There are many advantages and disadvantages of a sole proprietorship firm. Before getting into them, let’s quickly understand what a sole proprietorship firm is.
A sole proprietorship is the most common form of business organization. Sole proprietorship firms are owned and managed by a single person called the proprietor. Under this type of business, there is no distinction between the owner and the business. This means that the owner can keep all the profits of the business and is liable to pay only the personal income tax out of all his income. There is no separate tax on the business. The owner of such a firm, however, is personally liable to pay back all debts of the business. This means that in case the business does not have enough money to pay back the debts, the owner will have to sell his personal assets and settle the debts. The proprietor has complete control over the business and the decisions of a sole proprietorship firm.

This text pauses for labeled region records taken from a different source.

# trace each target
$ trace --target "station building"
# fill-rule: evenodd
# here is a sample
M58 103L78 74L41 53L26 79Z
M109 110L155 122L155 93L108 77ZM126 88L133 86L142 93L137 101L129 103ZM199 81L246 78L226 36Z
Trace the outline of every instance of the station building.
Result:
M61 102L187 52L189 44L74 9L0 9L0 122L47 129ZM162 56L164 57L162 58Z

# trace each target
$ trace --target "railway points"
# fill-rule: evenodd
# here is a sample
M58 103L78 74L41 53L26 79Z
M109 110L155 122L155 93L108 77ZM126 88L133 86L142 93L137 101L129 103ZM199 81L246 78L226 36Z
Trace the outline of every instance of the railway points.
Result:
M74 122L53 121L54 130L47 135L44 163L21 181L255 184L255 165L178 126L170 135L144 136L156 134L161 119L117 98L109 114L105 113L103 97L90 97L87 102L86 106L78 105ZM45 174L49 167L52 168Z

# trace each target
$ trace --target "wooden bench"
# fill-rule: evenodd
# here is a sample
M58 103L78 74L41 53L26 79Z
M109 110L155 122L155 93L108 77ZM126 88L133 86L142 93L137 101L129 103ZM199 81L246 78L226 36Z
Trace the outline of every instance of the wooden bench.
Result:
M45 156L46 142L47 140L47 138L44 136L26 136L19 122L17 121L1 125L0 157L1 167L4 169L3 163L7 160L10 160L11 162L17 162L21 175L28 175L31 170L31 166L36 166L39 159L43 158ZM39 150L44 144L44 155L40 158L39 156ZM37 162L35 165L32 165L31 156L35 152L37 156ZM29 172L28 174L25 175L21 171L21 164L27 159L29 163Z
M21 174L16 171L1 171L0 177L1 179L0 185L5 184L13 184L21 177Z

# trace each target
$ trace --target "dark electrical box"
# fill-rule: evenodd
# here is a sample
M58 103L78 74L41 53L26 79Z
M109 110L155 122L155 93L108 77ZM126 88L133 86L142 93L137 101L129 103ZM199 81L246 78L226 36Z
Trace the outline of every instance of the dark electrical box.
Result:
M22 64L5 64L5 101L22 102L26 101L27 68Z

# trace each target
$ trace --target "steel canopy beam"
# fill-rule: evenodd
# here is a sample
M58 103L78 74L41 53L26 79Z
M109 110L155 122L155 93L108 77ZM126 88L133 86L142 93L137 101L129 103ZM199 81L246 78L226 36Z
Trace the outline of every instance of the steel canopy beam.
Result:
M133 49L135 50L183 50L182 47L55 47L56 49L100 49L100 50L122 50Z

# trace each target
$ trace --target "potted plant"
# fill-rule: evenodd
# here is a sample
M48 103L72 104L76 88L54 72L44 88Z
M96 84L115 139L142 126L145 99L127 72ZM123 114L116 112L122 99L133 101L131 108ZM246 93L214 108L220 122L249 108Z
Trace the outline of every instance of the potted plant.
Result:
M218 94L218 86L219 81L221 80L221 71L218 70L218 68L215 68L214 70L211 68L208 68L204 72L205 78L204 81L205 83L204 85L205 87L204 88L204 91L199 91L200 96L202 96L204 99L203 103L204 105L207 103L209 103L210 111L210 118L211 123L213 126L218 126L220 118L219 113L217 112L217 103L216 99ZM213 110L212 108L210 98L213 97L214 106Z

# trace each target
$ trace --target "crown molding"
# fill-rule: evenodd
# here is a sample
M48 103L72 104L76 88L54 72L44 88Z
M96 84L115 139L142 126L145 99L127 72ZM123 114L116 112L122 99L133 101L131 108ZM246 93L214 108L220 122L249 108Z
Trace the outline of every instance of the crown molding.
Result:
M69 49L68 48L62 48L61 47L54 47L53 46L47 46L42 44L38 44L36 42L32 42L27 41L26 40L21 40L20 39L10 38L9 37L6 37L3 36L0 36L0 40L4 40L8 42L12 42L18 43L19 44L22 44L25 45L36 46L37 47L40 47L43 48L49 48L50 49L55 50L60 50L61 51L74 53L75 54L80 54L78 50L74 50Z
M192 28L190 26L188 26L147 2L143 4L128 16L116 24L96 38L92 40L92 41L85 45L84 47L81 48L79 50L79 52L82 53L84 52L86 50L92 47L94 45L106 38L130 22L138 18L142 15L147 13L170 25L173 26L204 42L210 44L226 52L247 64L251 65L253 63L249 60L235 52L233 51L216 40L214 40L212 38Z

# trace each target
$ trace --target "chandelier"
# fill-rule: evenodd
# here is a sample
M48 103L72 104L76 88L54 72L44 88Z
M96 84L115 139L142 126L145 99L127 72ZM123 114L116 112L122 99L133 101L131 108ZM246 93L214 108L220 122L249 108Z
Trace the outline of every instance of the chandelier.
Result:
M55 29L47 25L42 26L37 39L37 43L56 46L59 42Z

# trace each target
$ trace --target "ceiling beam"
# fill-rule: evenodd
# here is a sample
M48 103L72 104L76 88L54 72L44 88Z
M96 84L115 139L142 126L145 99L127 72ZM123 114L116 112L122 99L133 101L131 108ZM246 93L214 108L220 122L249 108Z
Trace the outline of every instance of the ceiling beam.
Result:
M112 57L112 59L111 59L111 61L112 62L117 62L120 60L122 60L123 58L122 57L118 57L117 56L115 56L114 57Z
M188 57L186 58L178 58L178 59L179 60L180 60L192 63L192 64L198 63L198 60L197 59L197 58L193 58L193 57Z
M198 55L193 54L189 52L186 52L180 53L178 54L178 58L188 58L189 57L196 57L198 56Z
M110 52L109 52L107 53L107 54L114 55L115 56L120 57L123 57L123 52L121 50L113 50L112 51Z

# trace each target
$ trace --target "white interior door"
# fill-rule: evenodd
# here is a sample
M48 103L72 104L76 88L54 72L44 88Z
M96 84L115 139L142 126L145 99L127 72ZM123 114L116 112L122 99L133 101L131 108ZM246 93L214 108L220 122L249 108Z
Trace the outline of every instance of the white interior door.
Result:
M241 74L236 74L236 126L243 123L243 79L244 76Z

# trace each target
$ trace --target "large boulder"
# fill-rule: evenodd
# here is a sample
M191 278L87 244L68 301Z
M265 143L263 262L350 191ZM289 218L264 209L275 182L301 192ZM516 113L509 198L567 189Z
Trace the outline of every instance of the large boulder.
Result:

- Advantages of Sole Proprietorship
- Disadvantages of Sole Proprietorship
Advantages of Sole Proprietorship
There are several advantages of a sole proprietorship firm. We discuss them in this section.
Complete Control Over the Business
Since there is no distinction between the owner and the business in the eyes of the law, the owner has complete control over the business. All the decisions are for the owner to make without seeking approval from a partner (as is the case in Partnerships) or the Board of Directors (in the case of Corporations). This gives the owner the freedom to drive his business in the direction he wishes to go.
Less Costly to Form
While other forms of business organizations need filling some Federal and State government forms and pay significant fees, to form a sole proprietorship firm, the proprietor has to fill out fairly simple state government forms and pay a very small fee. Hence, for small and medium-sized businesses, sole proprietorship firms tend to be an affordable model to start and maintain.
Unlike corporations and some other forms of business, a sole proprietorship firm does not need to file an annual report with the federal and state agencies or to publish its periodic results in the public domain. This provides the owner with the benefit of business confidentiality. Confidentiality, e.g., allows the owner of the firm to keep his monthly sales figure, growth rates, cash balance with the firm, etc., secret from the competitors of the firm. Based on this knowledge, competitors may seek this information to compete effectively with the firm.
Minimal Reporting Requirements
As stated above, a sole proprietorship firm does not need to publish its period results in the public domain. The documents which the business has to share with regulatory authorities are very few, making it a fairly simple and straightforward type of business organization to run. This allows the owner to invest more time in core business activities and also saves his money.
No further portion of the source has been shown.